I bolli di moto e auto nel 2016 sono stati pagati l’uno a 40 secondi dall’altro in una tabaccheria di Campobello di Mazara dove, sette anni dopo, pochi giorni prima dell’arresto, il capomafia era andato a fare acquisti, come dimostra uno scontrino ritrovato dal Ros. Poi c’è il fronte sanitario, tutto ancora da scandagliare. Al momento è emerso che il latitante ha potuto godere di aiuti importanti come quello ricevuto da Cosimo Leone, che si sarebbe occupato di far fare una Tac urgente al capomafia (Tac, come risulta da documenti sanitari, anticipata più volte).
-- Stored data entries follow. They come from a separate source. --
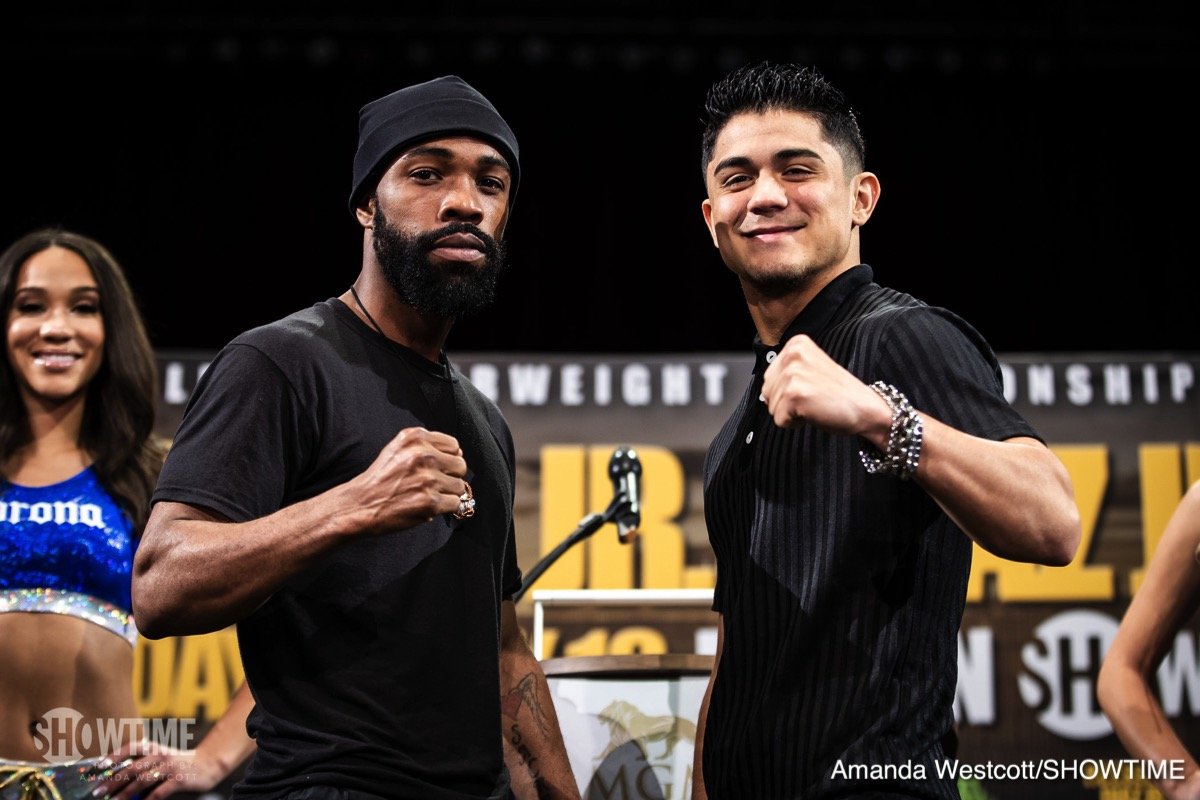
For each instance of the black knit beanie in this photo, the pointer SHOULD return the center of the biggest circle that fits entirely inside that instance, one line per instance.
(436, 108)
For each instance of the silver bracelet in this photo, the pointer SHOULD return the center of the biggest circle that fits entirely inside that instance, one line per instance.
(904, 440)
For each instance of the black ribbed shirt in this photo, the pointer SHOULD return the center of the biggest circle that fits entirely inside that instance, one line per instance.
(841, 593)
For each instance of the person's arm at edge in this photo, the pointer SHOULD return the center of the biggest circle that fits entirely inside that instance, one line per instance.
(1167, 599)
(223, 749)
(196, 572)
(534, 741)
(697, 768)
Secondo gli investigatori, inoltre, Leone avrebbe costantemente informato dello stato del paziente un altro fiancheggiatore, Andrea Bonafede, cugino e omonimo del geometra che ha prestato al boss l’identità per farsi curare. Sono decine i contatti telefonici tra i due nei giorni in cui il capomafia si trovava all’ospedale di Mazara scoperti dai carabinieri. E dalle analisi dei tabulati risulta evidente che Bonafede fece avere al boss un cellulare mentre questi era ricoverato.